Анна, Георга и Агатия ожидали их у ворот. Когда показалась коляска, Анна, не сумев сдержать себя, побежала навстречу — лошади с оскаленными зубами, с пеной на губах не растоптали ее лишь благодаря сноровке кучера. Александр выпрыгнул на ходу и, заплакав, упал в объятия растрепанной, потерявшей косынку Анны. Тогда уж и все сидевшие в коляске, не выдержав, дали волю обжигавшим их, но до сих пор кое-как, с трудом удержанным слезам.
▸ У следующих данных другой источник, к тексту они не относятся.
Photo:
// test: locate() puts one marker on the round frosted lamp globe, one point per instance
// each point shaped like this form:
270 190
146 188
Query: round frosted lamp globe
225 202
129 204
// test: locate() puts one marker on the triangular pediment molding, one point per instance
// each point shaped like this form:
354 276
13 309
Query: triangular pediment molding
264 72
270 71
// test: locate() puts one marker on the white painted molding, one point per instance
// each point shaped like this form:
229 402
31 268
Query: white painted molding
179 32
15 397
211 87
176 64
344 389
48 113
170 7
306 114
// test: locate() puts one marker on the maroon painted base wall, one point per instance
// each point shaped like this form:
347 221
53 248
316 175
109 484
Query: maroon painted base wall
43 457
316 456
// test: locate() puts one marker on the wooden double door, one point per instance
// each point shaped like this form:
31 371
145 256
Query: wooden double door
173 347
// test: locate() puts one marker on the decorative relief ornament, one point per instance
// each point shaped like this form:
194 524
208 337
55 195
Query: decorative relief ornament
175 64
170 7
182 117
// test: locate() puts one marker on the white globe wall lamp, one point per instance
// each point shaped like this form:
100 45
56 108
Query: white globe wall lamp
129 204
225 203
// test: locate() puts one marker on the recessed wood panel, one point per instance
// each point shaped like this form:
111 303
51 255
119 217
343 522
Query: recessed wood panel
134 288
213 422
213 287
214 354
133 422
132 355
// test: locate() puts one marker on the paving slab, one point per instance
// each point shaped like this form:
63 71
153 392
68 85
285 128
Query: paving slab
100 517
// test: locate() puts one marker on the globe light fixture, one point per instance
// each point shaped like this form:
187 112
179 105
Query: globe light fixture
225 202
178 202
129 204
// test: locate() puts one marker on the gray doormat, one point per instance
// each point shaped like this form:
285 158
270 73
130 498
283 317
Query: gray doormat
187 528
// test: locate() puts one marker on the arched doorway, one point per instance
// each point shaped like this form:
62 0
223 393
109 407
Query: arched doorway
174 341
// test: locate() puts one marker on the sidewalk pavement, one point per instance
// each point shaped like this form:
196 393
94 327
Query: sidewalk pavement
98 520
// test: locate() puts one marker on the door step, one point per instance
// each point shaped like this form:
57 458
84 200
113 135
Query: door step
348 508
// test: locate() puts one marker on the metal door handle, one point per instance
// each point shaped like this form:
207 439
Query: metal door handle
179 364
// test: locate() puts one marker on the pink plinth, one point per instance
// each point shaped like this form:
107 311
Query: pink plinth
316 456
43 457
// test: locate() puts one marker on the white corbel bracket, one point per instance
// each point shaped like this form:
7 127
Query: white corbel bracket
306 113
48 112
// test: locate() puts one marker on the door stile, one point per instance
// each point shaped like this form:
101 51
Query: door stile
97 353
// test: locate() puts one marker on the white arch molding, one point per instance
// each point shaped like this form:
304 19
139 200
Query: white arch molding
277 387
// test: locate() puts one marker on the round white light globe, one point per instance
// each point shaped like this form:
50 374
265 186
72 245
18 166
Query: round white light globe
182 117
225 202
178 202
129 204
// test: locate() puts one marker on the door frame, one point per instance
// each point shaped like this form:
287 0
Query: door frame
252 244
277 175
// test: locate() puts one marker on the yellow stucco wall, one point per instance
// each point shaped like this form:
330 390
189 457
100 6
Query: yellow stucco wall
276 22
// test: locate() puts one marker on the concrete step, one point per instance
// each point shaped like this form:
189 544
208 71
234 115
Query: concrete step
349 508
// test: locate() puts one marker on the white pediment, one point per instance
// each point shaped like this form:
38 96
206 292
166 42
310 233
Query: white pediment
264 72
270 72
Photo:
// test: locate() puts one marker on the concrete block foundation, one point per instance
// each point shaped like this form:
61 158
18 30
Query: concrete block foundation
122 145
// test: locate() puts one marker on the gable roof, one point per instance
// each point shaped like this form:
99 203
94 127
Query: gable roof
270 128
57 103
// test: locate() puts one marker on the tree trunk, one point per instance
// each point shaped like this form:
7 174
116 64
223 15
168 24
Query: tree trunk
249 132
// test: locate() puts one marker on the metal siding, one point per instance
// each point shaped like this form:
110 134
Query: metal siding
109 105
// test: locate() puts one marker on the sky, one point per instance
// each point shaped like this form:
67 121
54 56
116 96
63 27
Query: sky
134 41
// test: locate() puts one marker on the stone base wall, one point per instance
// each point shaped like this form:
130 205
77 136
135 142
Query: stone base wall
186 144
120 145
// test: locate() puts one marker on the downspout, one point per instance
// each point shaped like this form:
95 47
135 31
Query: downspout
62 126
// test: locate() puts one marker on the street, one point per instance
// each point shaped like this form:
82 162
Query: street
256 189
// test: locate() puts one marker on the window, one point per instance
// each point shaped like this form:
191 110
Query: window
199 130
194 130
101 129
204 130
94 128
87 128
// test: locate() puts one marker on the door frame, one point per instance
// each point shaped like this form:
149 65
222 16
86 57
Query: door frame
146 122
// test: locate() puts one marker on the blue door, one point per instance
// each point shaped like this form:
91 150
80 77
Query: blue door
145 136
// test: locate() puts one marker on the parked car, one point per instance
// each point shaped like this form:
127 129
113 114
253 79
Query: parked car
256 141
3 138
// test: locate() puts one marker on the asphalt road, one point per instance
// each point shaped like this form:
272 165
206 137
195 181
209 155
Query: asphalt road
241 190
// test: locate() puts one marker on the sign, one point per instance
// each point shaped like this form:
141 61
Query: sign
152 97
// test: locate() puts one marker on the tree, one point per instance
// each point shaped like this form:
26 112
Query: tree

Так, обнимая друг друга, плача и смеясь, закрыла за собой в тот день свои тяжелые железные ворота семья Макабели.
7
Еще не очнувшись, он знал, что в комнате кто-то есть, чувствовал, что кто-то пристально на него смотрит. Он открыл глаза. В сводчатом окне стояла темнота, лишь слегка разбавленная синеватым светом. Где-то вдалеке тускло горела лампа с приспущенным фитилем. На табуретке в ногах кровати сидела незнакомая женщина; она показалась ему немолодой, хотя в действительности была всего лет на пять старше его самого. Он долго разглядывал ее черное платье без воротничка и манжет, вьющиеся, как куст, волосы, четырехугольное лицо и большие, мужские руки. Она потянулась — широко, по-мужски, раздвинув ноги и сильно, с удовольствием откинувшись назад; при этом ее грудь неприятно вздулась, а грубая ткань платья зашуршала, как бы засыпая все углубления тела песком.
— Я тоже, оказывается, вздремнула. Как ты себя чувствуешь? — спросила она, зевнув.
Александр невольно отвел глаза. Прислушавшись к чему-то, женщина улыбнулась и мгновенным движением руки прикрыла голову косынкой, лежавшей у нее на коленях, которой он до сих пор не замечал — она была одного цвета с платьем.
— Отец, значит, тоже проснулся… а я-то думала, еще ночь! — сказала она в воздух, как бы ни к кому не обращаясь, и опять взглянула на Александра. — Слышишь? — спросила она, снова к чему-то прислушиваясь.
Почти сейчас же и Александр услыхал далекий, глухой, слабый стук; он тут же понял, однако, что слышит его уже давно, из-за него, может быть, даже и проснулся, но лишь сейчас обратил на него внимание.
— Гроб делает. Тут у нас вчера умер один. У него, бедняги, в голове лягушка сидела… на стену лез! — Как-то странно, в нос засмеявшись, женщина прикрыла рот большой шершавой ладонью. — Тебе банку дать? — неожиданно спросила она.
У Александра кружилась голова… собственно, даже не кружилась, а как-то сворачивалась на сторону: его преследовал какой-то незнакомый, неприятный запах, и казалось, что голова уходит от него сама, без его участия. Бессильному, размякшему, как вымоченная вата, ему казалось, что весь он покрыт слизью. Его начало мутить, и он с ужасом ждал приступа тошноты.
— Пить хочется… — еле пискнул он.
Его рот тоже был полон слизи. Подставив руку под голову Александра, женщина другой рукой поднесла к его губам стакан с водой. Александр хотел взять стакан, но это ему почему-то не удалось. Его правая рука была привязана к кровати, а левая ему не подчинялась — она онемела, безмерно выросла, распухла и была начинена множеством мелких, но острых иголок. Он вроде бы и доносил ее до стакана, даже прикасался к нему, но не ощущал этого — стакан был сам по себе, а рука сама по себе. Стакан по-прежнему держала женщина: ее руку он видел, а свою нет.